The WEF report’s framework and tools represent a good first step toward elevating cyber security and resilience to the C-suite and board level. It provides practical guidance on principles and steps to assist organizations in transitioning from a compliance, check-box mentality to a pro-active, risk-based approach toward enterprise security. Ultimately, establishing a proper oversight program can help companies streamline board reporting, integrate multi-department activities required to mitigate operational cyber risks, and ensure that reasonable security protocols and procedures are in place. Furthermore, it can help all stakeholders gain a better understanding of which assets might be at risk, how to estimate potential losses, and how best to mitigate threats using new security practices, investments, or cyber security insurance.
The WEF report also helps boards propagate cyber risk management over cyber security, an approach which has proven to be very effective for defeating today’s sophisticated cyber adversaries. Only when organizations contextualize internal security intelligence with external threat data, and then correlate the findings with business criticality, are they able to focus on the biggest risks to their business. This helps assure timely orchestration of remediation efforts to decrease the window of opportunity for successful cyber-attacks.
In addition, the WEF report provides some valuable building blocks for implementing better cyber security practices. However, it’s not a silver bullet for preventing cyber-attacks and data breaches, since guidelines and regulations are static, and cannot evolve to detect and mitigate morphing threats. Meanwhile, regulatory compliance moves far too slowly to keep up with cyber-attackers. Guidelines can also expose holes in proposed measures, which attackers can use as a blueprint for their attack strategies.
Ultimately, proper security measures and best practices are just one part of the solution. One of the biggest challenges facing organizations is managing the sheer volume, velocity, and complexity of data feeds that must be analyzed, normalized, and prioritized to even stand a chance of detecting a cyber-attack. The Target breach was a good example. Although the company had best-of-breed technology in place that was able to detect the intrusion early on, the alerts were buried in a sea of data, which prevented the security team from connecting the dots and responding in a timely fashion. In fact, a third-party uncovered the breach, after stolen data was posted on the Internet.

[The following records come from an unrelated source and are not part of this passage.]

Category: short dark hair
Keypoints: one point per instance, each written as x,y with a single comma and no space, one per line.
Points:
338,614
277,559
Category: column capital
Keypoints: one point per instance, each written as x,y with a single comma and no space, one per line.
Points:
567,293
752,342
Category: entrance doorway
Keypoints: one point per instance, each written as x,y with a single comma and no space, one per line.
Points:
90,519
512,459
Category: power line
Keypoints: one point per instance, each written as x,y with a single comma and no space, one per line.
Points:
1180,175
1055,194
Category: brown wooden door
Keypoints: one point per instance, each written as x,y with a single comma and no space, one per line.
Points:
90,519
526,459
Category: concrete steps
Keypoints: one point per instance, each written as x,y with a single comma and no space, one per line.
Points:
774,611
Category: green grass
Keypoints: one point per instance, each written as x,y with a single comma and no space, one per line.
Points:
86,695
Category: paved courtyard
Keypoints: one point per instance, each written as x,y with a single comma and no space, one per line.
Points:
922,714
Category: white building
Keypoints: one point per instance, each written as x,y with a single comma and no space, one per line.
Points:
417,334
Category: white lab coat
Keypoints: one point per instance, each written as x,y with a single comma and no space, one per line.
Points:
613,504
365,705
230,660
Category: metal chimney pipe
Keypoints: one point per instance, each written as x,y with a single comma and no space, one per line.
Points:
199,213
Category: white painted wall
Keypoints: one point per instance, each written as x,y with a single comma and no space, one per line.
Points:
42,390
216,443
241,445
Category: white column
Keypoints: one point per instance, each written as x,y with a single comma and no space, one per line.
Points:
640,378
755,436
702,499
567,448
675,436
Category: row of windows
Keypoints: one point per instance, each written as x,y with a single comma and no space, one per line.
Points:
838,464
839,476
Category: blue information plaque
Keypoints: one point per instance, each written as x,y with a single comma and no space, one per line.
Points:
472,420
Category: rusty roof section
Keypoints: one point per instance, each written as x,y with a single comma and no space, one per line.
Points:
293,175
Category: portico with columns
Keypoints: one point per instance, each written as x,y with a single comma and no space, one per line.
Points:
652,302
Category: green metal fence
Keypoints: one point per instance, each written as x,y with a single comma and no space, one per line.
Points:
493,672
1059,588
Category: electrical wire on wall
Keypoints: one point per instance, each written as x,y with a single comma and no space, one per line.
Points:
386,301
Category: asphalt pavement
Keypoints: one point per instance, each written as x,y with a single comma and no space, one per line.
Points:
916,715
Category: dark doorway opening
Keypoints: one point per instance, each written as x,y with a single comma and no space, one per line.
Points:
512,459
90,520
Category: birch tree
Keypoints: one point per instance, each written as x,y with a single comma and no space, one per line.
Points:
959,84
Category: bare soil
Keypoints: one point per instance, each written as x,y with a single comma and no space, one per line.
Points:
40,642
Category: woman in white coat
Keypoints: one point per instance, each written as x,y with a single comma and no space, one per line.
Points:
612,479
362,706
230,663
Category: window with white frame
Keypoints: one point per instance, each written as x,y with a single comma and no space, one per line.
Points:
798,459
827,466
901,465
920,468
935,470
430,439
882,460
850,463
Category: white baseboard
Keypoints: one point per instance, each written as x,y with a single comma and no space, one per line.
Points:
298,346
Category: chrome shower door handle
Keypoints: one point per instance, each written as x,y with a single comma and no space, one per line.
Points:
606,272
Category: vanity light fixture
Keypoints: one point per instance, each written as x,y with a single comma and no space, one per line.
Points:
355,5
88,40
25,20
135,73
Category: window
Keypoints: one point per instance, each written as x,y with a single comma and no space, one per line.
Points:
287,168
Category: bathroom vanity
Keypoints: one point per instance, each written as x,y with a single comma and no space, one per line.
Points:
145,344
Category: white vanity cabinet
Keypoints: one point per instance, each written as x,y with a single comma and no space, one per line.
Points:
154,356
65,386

Without data automation, it can take months and even years for humans to perform big security data risk analysis and piece together an actionable security assessment. Organizations should focus on finding ways to use technology to overcome the challenges of examining and extracting relevant threat intelligence from their security feeds so that they respond in a timely manner to the most critical risks to their business. The WEF principles and tools are an important first step in this process.